3.1.3. Parameters of interaction analysis

Column name	Description
Number of background genes	Required for hypergeometric p-value, PCC and CSI if use PCC as the first-level index.
First-level index for CSI	First level for interaction-profile similarity calculation in CSI.Default:PCC
Lower boundary of interaction-profile similarity for CSI	Default:0.05.

3.1.4. Output of interaction analysis

The output result will produce the pairwise associations based on users’ metric selections. For the convenience of users, we also provided the heatmap-ready format files for each of the association indexes in the download package.

3.2 gene set enrichment

In the submodule gene set enrichment, hypergeometic tests are performed to test if the genes of interest are overrepresented in the predefined heart related gene sets (see resources). In addition to the predefined sets, user-customized gene sets are also allowed.

3.2.1 Input of gene set enrichment

Users can either copy/paste the genes of interest in the text box or upload the TXT or comma-delimited CSV files (one gene per row)

3.2.2. Parameters of gene set enrichment

There are three steps to run the module of gene set enrichment:

1. Select a database.
2. Upload customized dataset, supported format shows as following:

3. Set the number of the background genes, which usually be the total number of sequenced genes.
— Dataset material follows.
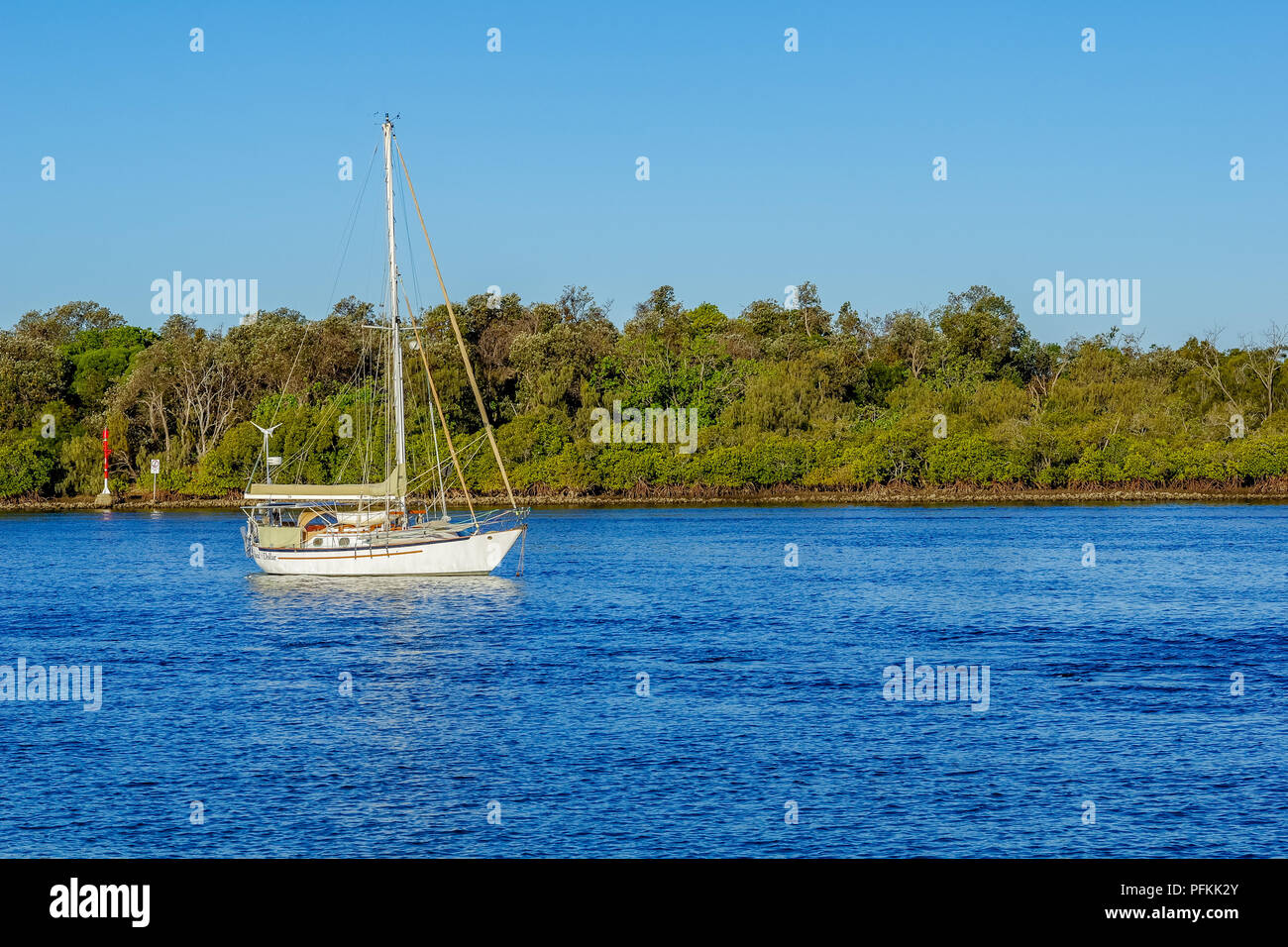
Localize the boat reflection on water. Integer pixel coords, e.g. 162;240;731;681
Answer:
246;573;524;622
3.2.3. Output of gene set enrichment

The results will be generated based on users' selection on the databases, a sample result page is shown below:

3.3. Job submission and tracking the status

After job submission, users can go to the interaction and association job panel to check the job status and results. Currently, we have multiple job queues for running. If the cores are available, the job will be returned with running in a few seconds. Otherwise, it shows pending, meaning that all of the cores are occupied by other users, and the current job is under waiting queue. If it shows runtimeError, indicating that errors are captured during running the program. Usually, it is due to non-standardized input files. Thus, users need check the input files and can submit again. If the errors continue to be detected, please contact the administrator group. After the job completed, A notification E-mail will be sent to the user. User can also check and download it through the link in the corresponding job record in the job panel.